3b). Overall colectomy-free survival was 46.4% (Fig. 4a). Similarly, the addition
of AZA after CSA treatment significantly reduced the colectomy rate (Fig. 4b). Among CSA responders, AZA naïve patients (patients who did not receive AZA prior to CSA treatment) had a significantly lower probability of a colectomy than patients with prior AZA treatment (Fig. 4c). Among patients treated with a starting dose of 4 mg/kg per day of CSA, the first concentration of serum CSA was often over 600 ng/mL. A starting dose of 3 mg/kg per day significantly reduced initial serum CSA levels (463.0 ± 82.3 vs 611.0 ± 90.8, P < 0.0001). The rate of CSA effectiveness and adverse events was not significantly different between a starting dose of 3 mg/kg per day and 4 mg/kg/day (data not shown). There were no serious bacterial infections that occurred during CSA treatment. The administration of CSA was discontinued in four cases: two cases due to liver dysfunction, one due to renal dysfunction Omipalisib in vivo and one due IWR-1 manufacturer to a concomitant mental disorder. An antihypertensive drug was started in one case during
CSA treatment. A magnesium agent was administrated in four cases due to hypomagnesemia. This retrospective study describes the experience of CSA therapy and the efficacy of an immunomodulator (AZA) as a bridging therapy. In our results, the short-term efficacy rate of CSA was approximately 70%, which is similar to previous reports from Western countries.

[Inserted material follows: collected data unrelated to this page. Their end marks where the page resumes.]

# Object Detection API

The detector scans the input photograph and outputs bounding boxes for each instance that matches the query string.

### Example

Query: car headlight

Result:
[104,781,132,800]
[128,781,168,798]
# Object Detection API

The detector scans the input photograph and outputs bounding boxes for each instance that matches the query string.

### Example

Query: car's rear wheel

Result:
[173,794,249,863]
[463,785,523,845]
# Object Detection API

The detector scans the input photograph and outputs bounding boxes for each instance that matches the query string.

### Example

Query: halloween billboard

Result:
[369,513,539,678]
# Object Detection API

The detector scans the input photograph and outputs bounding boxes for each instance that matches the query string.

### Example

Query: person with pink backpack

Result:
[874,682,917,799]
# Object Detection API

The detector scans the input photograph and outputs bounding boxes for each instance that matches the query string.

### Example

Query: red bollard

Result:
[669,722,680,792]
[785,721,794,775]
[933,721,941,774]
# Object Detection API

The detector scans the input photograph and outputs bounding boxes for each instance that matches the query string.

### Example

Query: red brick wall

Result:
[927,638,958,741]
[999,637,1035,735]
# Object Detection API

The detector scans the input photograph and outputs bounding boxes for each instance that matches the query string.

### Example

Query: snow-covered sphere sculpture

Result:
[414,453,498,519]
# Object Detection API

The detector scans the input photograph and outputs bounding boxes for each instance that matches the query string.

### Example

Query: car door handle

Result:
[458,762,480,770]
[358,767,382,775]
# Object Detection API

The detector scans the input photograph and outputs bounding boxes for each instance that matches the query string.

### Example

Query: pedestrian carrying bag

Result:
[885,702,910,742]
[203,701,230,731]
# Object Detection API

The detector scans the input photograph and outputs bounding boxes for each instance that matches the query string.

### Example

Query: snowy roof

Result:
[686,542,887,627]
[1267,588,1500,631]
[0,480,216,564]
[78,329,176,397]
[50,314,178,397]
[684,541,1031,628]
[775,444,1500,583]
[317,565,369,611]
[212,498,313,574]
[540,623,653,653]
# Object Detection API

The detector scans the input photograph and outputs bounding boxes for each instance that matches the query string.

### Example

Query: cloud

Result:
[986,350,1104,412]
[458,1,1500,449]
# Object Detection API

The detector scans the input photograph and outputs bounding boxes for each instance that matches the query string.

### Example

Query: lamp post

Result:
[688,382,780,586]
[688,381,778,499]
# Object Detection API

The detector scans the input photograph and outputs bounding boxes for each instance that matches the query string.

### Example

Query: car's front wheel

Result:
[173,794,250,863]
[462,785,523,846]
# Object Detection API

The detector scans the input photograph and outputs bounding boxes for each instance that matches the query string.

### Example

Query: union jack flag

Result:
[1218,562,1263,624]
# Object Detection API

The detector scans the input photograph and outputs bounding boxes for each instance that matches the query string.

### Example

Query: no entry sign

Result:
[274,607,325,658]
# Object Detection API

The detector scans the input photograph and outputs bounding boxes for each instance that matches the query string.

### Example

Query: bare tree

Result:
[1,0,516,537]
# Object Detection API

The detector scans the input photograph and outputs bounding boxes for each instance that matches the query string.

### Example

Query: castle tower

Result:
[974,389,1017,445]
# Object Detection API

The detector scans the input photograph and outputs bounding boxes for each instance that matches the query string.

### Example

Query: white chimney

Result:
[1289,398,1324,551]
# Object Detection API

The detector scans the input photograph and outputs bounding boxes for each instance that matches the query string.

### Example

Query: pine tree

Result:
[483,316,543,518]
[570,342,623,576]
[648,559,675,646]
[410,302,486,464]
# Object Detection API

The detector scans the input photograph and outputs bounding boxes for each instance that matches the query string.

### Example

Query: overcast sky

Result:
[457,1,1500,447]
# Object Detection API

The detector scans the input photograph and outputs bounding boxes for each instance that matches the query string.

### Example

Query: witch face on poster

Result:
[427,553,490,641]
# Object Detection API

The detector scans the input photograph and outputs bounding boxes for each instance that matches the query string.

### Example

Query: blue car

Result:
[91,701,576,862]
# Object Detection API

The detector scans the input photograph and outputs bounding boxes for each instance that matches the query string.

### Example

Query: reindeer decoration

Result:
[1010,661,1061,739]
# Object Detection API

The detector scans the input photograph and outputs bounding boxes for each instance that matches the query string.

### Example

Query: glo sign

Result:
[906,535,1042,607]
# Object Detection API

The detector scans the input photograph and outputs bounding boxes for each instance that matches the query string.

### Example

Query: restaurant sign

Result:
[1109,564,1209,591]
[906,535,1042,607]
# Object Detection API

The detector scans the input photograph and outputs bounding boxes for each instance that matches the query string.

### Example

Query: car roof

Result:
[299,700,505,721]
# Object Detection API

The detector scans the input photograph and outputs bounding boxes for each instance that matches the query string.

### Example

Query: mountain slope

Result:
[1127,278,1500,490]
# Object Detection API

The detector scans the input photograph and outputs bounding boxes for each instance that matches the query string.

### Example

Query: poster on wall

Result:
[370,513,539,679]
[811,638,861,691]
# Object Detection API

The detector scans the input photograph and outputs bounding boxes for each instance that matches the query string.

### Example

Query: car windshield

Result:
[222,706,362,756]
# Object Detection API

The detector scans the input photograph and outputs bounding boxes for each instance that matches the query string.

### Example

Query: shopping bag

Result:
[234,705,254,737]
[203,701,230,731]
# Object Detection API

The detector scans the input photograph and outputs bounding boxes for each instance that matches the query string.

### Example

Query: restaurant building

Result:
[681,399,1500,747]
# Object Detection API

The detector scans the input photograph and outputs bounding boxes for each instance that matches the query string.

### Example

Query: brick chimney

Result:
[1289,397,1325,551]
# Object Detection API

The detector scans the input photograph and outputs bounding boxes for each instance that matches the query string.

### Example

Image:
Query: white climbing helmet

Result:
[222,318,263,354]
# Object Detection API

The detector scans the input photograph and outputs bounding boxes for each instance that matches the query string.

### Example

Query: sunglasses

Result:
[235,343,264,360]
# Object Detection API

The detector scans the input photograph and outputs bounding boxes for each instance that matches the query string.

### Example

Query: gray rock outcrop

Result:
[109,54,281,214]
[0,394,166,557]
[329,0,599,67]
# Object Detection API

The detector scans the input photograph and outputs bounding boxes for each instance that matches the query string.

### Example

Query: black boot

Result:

Short-term efficacy was affected by three factors: Endonuclease (i) more than 10 000 mg of PSL prior to CSA treatment; (ii) positivity for C7-HRP; and (iii) disease duration more than 4 years. High amounts of PSL and long disease duration might indicate the disease severity and refractoriness and these two factors might confound with each other. Although C7-HRP-positive patients were treated with concomitant gancyclovir treatment, CSA-related immunosuppression might stimulate cytomegalovirus activity,8
resulting in a decrease in the response rate. The administration of AZA after successful CSA treatments was the sole element that prolonged relapse-free survival at 1 year and colectomy-free survival. On the other hand, CSA responders with prior AZA treatment demonstrated poor responses and received colectomies. Our observations suggest a need for surgical intervention in patients with AZA administration prior to CSA treatment. Initially, we followed the regimen of Lichtiger et al. (starting dose of 4 mg/kg per day) at the beginning of the CSA treatment.5 However, 3 mg/kg per day was sufficient to keep serum CSA levels at 350–450 ng/mL. CSA is primarily eliminated through biotransformation by cytochrome P450 (CYP)3A in the intestinal wall and liver, excreted to bile juice. However, the clearance of CSA differs between Japanese and white populations. Japanese populations have lower CSA clearance compared to white.9 Thus, we recommend a starting dose of 3 mg/kg per day CSA.